You Don’t Know Jack About Software Maintenance

Everyone knows maintenance is difficult and boring, and therefore avoids doing it. It doesn’t help that many pointy-haired bosses (PHBs) say things like:

“No one needs to do maintenance—that’s a waste of time.”

“Get the software out now; we can decide what its real function is later.”

“Do the hardware first, without thinking about the software.”

“Don’t allow any room or facility for expansion. You can decide later how to sandwich the changes in.”

These statements are a fair description of development during the last boom, and not too far from what many of us are doing today. This is not a good thing: when you hit the first bug, all the time you may have “saved” by ignoring the need to do maintenance will be gone.

During a previous boom, General Electric designed a mainframe that it claimed would be sufficient for all the computer uses in Boston, and would never need to be shut down for repair or for software tweaks. The machine it eventually built wasn’t nearly big enough, but it did succeed at running continuously without need for hardware or software changes.

Today we have a distributed network of computers provided by thousands of businesses, sufficient for everyone in at least North America, if not the world. Still, we must keep shutting down individual parts of the network to repair or change the software. We do so because we’ve forgotten how to do software maintenance.
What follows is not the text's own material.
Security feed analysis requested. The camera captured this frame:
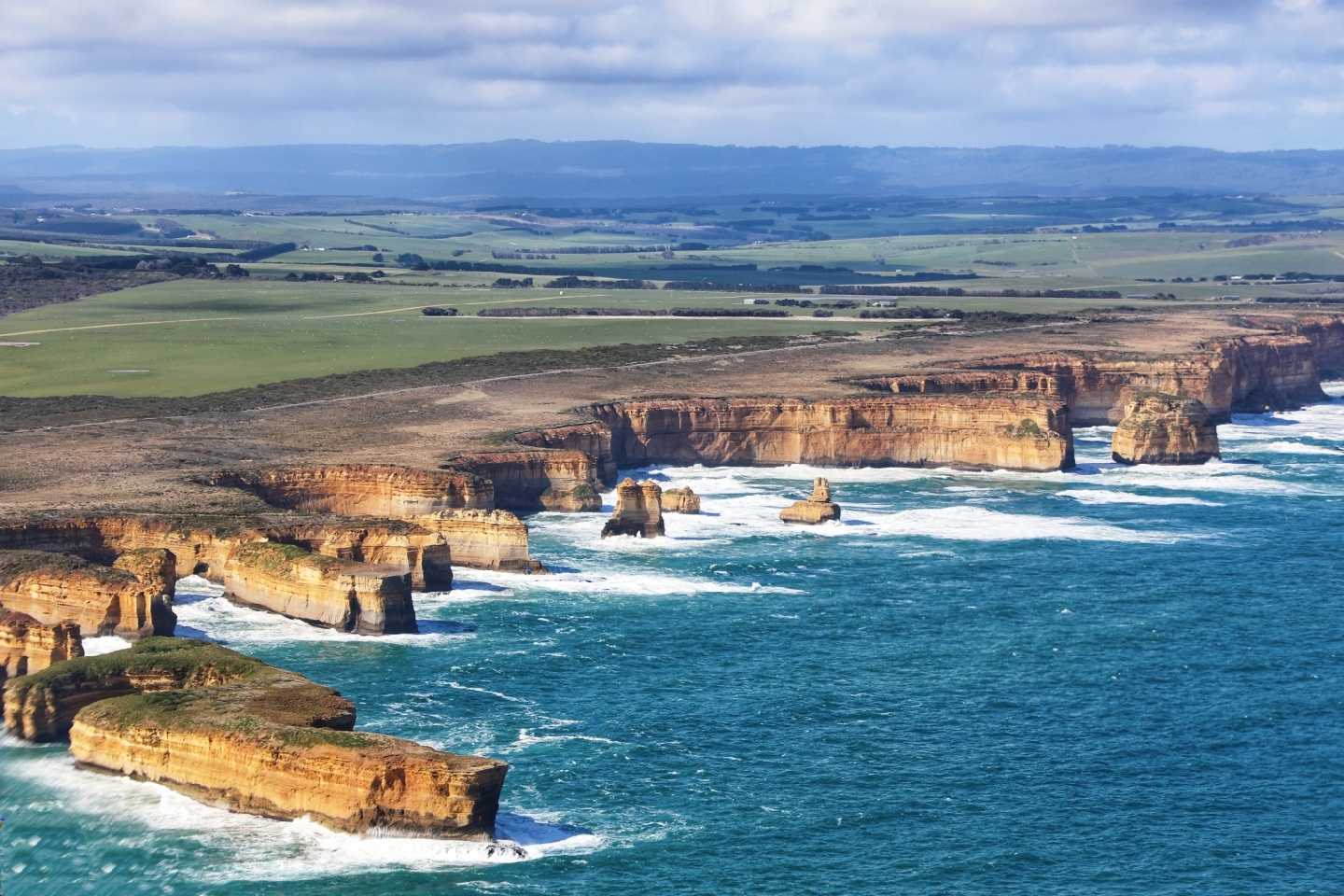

What is Software Maintenance?

Software maintenance is not like hardware maintenance, which is the return of the item to its original state. Software maintenance involves moving an item away from its original state. It encompasses all activities associated with the process of changing software. That includes everything associated with “bug fixes,” functional and performance enhancements, providing backward compatibility, updating its algorithm, covering up hardware errors, creating user-interface access methods, and other cosmetic changes.

In software, adding a six-lane automobile expressway to a railroad bridge is considered maintenance—and it would be particularly valuable if you could do it without stopping the train traffic.

Is it possible to design software so it can be maintained in this way? Yes, it is. So, why don’t we?

The Four Horsemen of the Apocalypse

There are four approaches to software maintenance: traditional, never, discrete, and continuous—or, perhaps, war, famine, plague, and death. In any case, 3.5 of them are terrible ideas.

Traditional (or “everyone’s first project”). This one is easy: don’t even think about the possibility of maintenance. Hard-code constants, avoid subroutines, use all global variables, use short and non-meaningful variable names. In other words, make it difficult to change any one thing without changing everything. Everyone knows examples of this approach—and the PHBs who thoughtlessly push you into it, usually because of schedule pressures.

Trying to maintain this kind of software is like fighting a war. The enemy fights back! It particularly fights back when you have to change interfaces, and you find you’ve only changed some of the copies.

Never. The second approach is to decide upfront that maintenance will never occur. You simply write wonderful programs right from the start. This is actually credible in some embedded systems, which will be burned to ROM and never changed. Toasters, video games, and cruise missiles come to mind.

All you have to do is design perfect specifications and interfaces, and never change them. Change only the implementation, and then only for bug fixes before the product is released. The code quality is wildly better than it is for the traditional approach, but never quite good enough to avoid change completely.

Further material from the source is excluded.